Tory MPs are at Latimer House Conference Centre in Buckinghamshire today and tomorrow for discussion on the party's progress. It's a beautiful venue and one night's accommodation and food is costing each Tory MP £140 (they are paying for it themselves). My three reporters from inside the retreat (all MPs from different parts of the Tory coalition) report a very good turnout from the parliamentary party. Much better, apparently, than any previous of these "bonding retreats".
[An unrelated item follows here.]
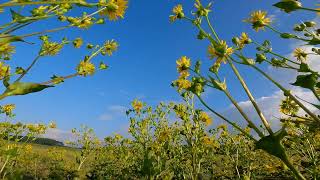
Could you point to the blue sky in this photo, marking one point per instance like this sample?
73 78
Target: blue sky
144 66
This morning the MPs were given presentations on polling and focus group research from David Cameron, Michael Ashcroft, Oliver Letwin and George Bridges. The overall message is that the party is changing so that it earns permission to speak to the electorate about Britain's long-term challenges. The presenters made it clear that Project Cameron was still a 'work in progress'. The fact that voters are "confused" was repeated again and again. Voters like David Cameron, the negative attitudes to the party are melting and most believe that the party is in a process of change. The public remains to be convinced, however, that the party has genuinely changed and the Tory leadership's mantra of "deeper, wider and faster" change was commended to the MPs as the appropriate response to these findings.
The one significant area of controversy was tax. John Redwood and Edward Leigh tackled George Osborne on opinion poll findings that the public only had a very limited appetite for tax relief. 'Shouldn't we be attempting to mould public opinion and not just follow it?' was the challenge to the Shadow Chancellor and noisy murmurings of support were heard from the assembled parliamentarians. George Osborne responded by inviting ideas on how to capitalise on public anger at government wastefulness.
For the rest of the day the MPs are attending workshops on campaigning and will later be addressed by a panel of journalists including Spectator editor Matthew d'Ancona. Sadly the bloggers were not invited!
William Hague will address MPs tomorrow morning.